Talking about AWS, the definitions are easy for HA/DR but when it comes to Reliability, Fault Tolerance, High Availability the difference is subtle:
Withstand some measures of degradation, have minimal downtime and minimal human intervention
-> fault tolerance (built-in redudancy), recoverability (restore quickly) and scalability contributes to HA
— Franck Pachot 💙💛 🇺🇦 (@FranckPachot) June 26, 2020
In the Oracle Cloud you can create a Data Guard configuration within an Availability Domain (hopefully in different Fault Domains) or another region. This is for the DBaaS (PaaS provisioning). For the managed one, the Autonomous Database, it running in RAC (to allow rolling patching, keeping latest patch level without outage) but – as far as I know – not protected by Data Guard. The “Autonomous Data Guard” is borrowing the name but is actually a refreshable clone (see https://www.dbi-services.com/blog/a-serverless-standby-database-called-oracle-autonomous-data-guard). In cloud a database is a service. High Availability covers data in addition to the instance and this means database replication. RAC is not sufficient for HA there.
When talking to users, they often consider the standby database as a “read replica”. And that’s right. It is synchronized with physical replication. However, Oracle reserves the “replication” term for logical replication – Golden Gate. Again, like the silver/bronze/gold/platinum, the names are determined by the product rather than the use case. I like to focus on the user’s point of view. If you want to protect your database, the best you can do is a physical standby. It is an exact replica. Physically the same as the primary: you can expect the same behavior in functionality and performance when you failover to it. You can even take a datafile from it to restore to the primary. It is like a backup that is already restored pro-actively. This is Dbvisit Standby in Standard Edition or Data Guard in Enterprise Edition. In both, you can open it as a “read replica” for a daily copy, and re-synchronize during the night. With Active Data Guard you can get this “read replica” synchronized for real-time reporting. All this with very little complexity: it uses the basic recovery mechanisms (duplicate for standby or restore from service, log shipping and redo apply) and simple automation (Dbvisit console for SE, Data Guard Broker for EE). It allows fault tolerance at all layers with quite fast recoverability. This is a huge increase in availability with very little complexity. In some cases, you may need RAC but that is probably for other reasons than simple HA. In some cases, you may need Golden Gate, but that is probably for other reasons as well. When you failover to a logical copy, rather than a physical replica, you have the same issue as when importing a dump rather than a database backup: physical layout of data is different, execution plans can be different, performance can be different.

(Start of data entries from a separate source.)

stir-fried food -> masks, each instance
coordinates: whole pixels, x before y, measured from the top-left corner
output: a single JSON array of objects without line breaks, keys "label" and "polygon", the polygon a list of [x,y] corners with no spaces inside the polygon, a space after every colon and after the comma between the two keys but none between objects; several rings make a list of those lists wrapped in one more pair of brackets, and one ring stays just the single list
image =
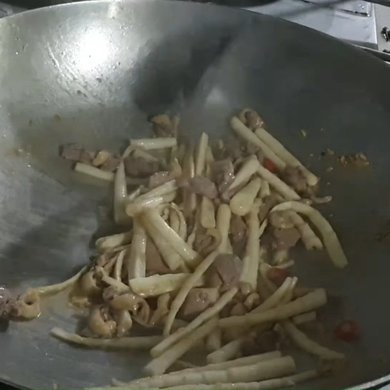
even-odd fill
[{"label": "stir-fried food", "polygon": [[[68,290],[75,307],[89,309],[86,326],[79,334],[56,328],[52,336],[90,348],[150,349],[147,377],[114,380],[118,389],[278,388],[328,370],[295,373],[293,357],[282,352],[286,339],[323,361],[344,359],[303,326],[318,322],[326,291],[287,270],[301,242],[347,265],[313,207],[331,199],[318,196],[319,178],[252,110],[231,119],[233,142],[204,133],[196,147],[181,142],[178,117],[151,122],[156,136],[131,140],[121,154],[61,148],[75,171],[112,182],[122,233],[99,238],[89,263],[68,280],[17,298],[0,289],[0,315],[36,318],[44,296]],[[156,335],[133,335],[139,326]],[[352,341],[357,330],[346,321],[335,334]],[[206,365],[167,373],[205,342]]]}]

The MAA reference architecture with their metal tiers probably makes sense for people used to the US Health Insurance contracts. You basically decide the level of protection based on your revenue and take the package that has been build for your “level”. I prefer to look at the requirements and build the most simple solution that fit the needs and this is why I’ve put a few alternative definitions here. And remember, none of the HA solutions are valid unless you properly tested them.